Son père est commerçant, sa mère fille de viticulteurs. Son grand-père maternel lui fait partager sa passion : "Mon grand-père aimait le théâtre. Il l’adorait. Il me racontait, à sa façon, les tragédies qu’il allait entendre tous les étés pendant les chorégies d’Orange. C’était pour lui la Mecque, Lourdes et le Gange tout à la fois. Les héros de sa mythologie s’appelaient Œdipe, Rodrigue, Néron, Macbeth."
Lorsqu’il entre à l’École communale dans les années 30, la moitié des élèves sont fils d’immigrés italiens qui fuient le régime de Mussolini. Parmi ses camarades de classe, Louis Nucéra (1928-2000) devenu ensuite écrivain, lauréat du Prix Interallié en 1981, lui restera fidèle toute sa vie. Mais contrairement à ce que l’on peut imaginer, les années de guerre sont difficiles à Nice qui est une des villes les moins bien ravitaillées de France. Cela n’empêche pas le petit Jacques de parcourir en été la Provence à bicyclette, longeant les murs du vieil Avignon pendant son festival sans imaginer qu’il y conduira un jour la troupe de la Comédie-française.

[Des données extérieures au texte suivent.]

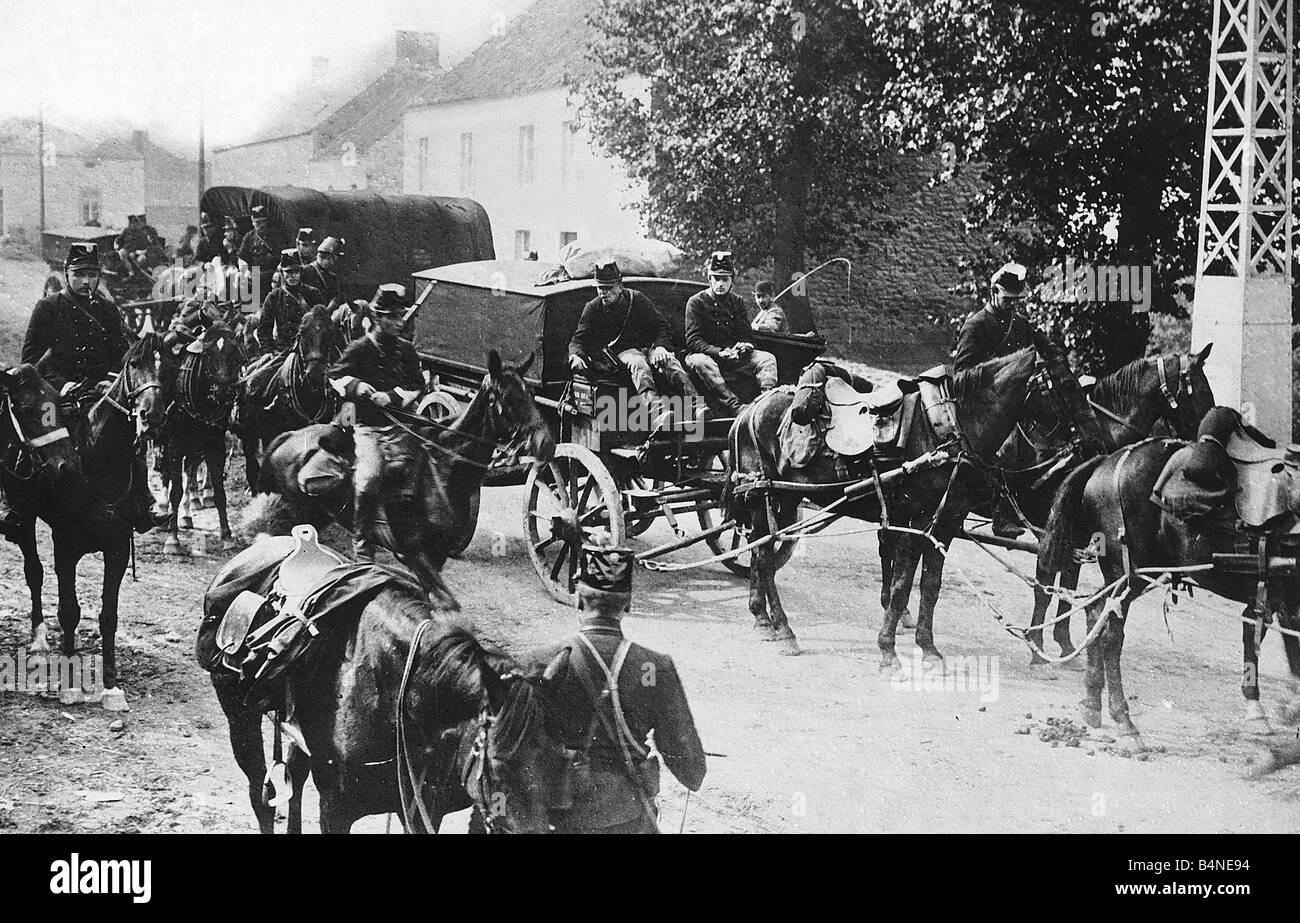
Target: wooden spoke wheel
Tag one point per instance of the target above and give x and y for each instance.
(731, 540)
(568, 499)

Lorsqu’il termine ses études secondaires en 1947, la France connaît une année difficile entre tensions internationales et sociales. Dans ce contexte de rigueur, Jacques Toja décide de s’orienter vers le droit et prépare parallèlement une expertise comptable. Heureusement, il lui reste encore du temps libre dans la journée et il prépare le concours d’entrée au Conservatoire de Nice. Deux ans plus tard, il y obtient un premier prix et ses parents, très compréhensifs, acceptent de le voir monter à Paris pour tenter le concours du Conservatoire National s’il promet de revenir terminer ses études de Droit en cas d’échec. Mais son manuel de Comptabilité restera finalement sur les étagères. Il obtient en 1953 un premier prix devant Annie Girardot, Claude Rich, Jean-Paul Belmondo et Jean-Pierre Marielle, ses camarades de promotion . "Ils feront une carrière bien plus brillante que la mienne" dira t-il plus tard, modestement.

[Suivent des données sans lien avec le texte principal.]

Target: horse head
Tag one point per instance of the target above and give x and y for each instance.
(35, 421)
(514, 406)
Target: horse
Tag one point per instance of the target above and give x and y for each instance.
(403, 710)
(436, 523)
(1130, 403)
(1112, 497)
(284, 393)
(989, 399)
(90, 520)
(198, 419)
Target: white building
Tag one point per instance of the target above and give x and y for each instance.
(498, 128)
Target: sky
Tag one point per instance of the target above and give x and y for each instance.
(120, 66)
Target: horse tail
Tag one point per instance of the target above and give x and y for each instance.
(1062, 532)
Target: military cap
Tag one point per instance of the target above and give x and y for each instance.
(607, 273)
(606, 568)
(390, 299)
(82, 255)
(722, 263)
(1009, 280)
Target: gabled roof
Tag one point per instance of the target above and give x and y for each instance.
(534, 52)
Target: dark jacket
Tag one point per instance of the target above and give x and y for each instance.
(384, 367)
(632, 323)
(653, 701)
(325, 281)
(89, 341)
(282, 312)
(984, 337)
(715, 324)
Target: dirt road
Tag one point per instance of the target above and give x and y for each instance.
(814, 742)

Il n’en demeure pas moins qu’il est le seul à être engagé à la Comédie-française, et il y entre le 1er septembre 1953, jour de ses 24 ans. L'année de son entrée dans la troupe des comédiens Français, il joue jusqu’à 17 rôles. Puis, il fait ses débuts officiels dans "Le barbier de Séville" tenant le rôle du Comte Almaviva. "Si l’on m’avait à cette époque là demandé de signer un contrat m’engageant pour toute la vie, je l’aurais fait sans hésiter. Tous les jeunes comédiens auraient réagi de même, ce qui est totalement inconcevable aujourd’hui."

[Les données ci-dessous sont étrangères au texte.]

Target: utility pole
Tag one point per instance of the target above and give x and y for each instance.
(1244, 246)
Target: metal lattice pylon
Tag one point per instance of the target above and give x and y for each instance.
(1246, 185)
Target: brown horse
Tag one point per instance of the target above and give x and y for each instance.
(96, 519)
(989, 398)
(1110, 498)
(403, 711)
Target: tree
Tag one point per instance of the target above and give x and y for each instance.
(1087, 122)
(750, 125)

Pourtant, le 15 février 1957, sur un coup de tête, "le premier, le seul assurément" précisera t-il - il donne sa démission de la Comédie-française afin de créer une pièce d’André Roussin, "La Mamma", auprès d’Elvire Popesco. La pièce est un triomphe (750 représentations) mais très vite il regrette les grands classiques et surtout l’alternance : "Je me rends compte que je ne suis pas fait pour jouer plusieurs centaines de fois la même pièce."
Sans rancune, la Comédie-française lui propose un nouvel engagement, le 20 mai 1959, et le 15 septembre 1960, il est nommé sociétaire. Dès lors, il joue tous les jeune premiers du répertoire chez Molière, Marivaux ou Musset puis les premiers rôles : Alceste, Cyrano, Hippolyte, Don Juan. Il évolue ainsi avec l’âge de ses personnages. "Dans Le jeu de l’amour et du hasard, par exemple, je commence par jouer le jeune frère, puis l’amant, puis le père de Sylvia. C’est cela qui faisait, je crois, la force d’une troupe à laquelle on reste longtemps lié. Outre ces grands classiques, il participe à la création de nombreuses pièces modernes: "Le Songe" de Strindberg, "Dialogues des Carmélites" de Bernanos, "Ondine" et "Électre"de Giraudoux...
En tout, il aura joué plus de 130 rôles. Dès l’instant où il est élu sociétaire, il s’intéresse à l’administration du théâtre. Son manuel de comptabilité dépoussiéré, il devient membre du comité d’administration. Et, lorsque plus tard Maurice Escande devient administrateur général, il le prend comme assistant.
"Sociétaire exemplaire"disent de lui ses pairs. En effet, il ne demande jamais de congé pour jouer à l’extérieur et tourne rarement dans des films. Il sera tout de même Aramis dans Les trois mousquetaires, le rôle-titre dans le Capitaine Fracasse et Louis XIV dans la série des Angélique, qui le rendra célèbre par delà sa génération.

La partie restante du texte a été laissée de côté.